A question was raised in regard to amendment No. 16, which relates to the transferring of certain statutory functions to the Minister for Tourism and Transport. This transfer is required in the interests of proper administration. Due to an oversight, the functions were not statutorily transferred to the Minister on the change of Government in March 1987. As I indicated earlier, statutory functions in question are the functions under the Customs Free Airport Act, 1947, relating to the operation, etc., of Shannon Free Airport which were vested in the Minister for Communications by the Ministers and Secretaries (Amendment) Act, 1983, and which remain with the Minister despite the fact that he no longer has any responsibility for the matter in question and those functions under the Free Ports Act, 1986, which were transferred to the Minister for the Marine by the Communications (Transfer of Departmental Administration and Ministerial Functions) Order, 1987 in relation to the establishment etc. of any  free port adjacent to any aerodrome in the State.
Sar a gcríochnaímid, ní mór dom mo bhuíochas a ghabháil leis na Seanadóirí a chabhraigh liom chun an Bille seo a neartú agus a leathnú. Tá mé cinnte go gcuirfidh an Bille slándáil agus sábháil-teacht eitlíocht shibhialta na hÉireann chun cinn ar mhaithe leis an phobal i gcoitinne.

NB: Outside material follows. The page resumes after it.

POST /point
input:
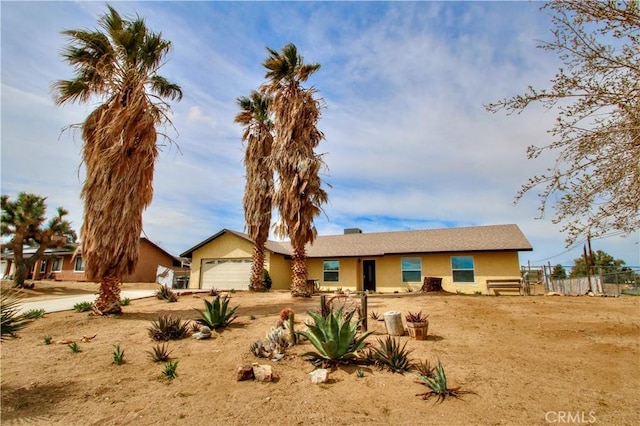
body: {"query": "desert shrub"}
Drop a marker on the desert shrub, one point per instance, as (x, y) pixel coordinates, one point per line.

I thank Senators for supporting this important Bill which will bring our civil aviation law fully up to date and for agreeing so quickly to the 21 Dáil amendments to the Bill. It is particularly gratifying that the House is in agreement with bringing our law into line with our international obligations, including those agreed only in the past few months at Montreal. The House can rest assured that the Minister for Tourism and Transport and I will implement vigorously the security and safety aspects of the Bill for the general benefit of all our people.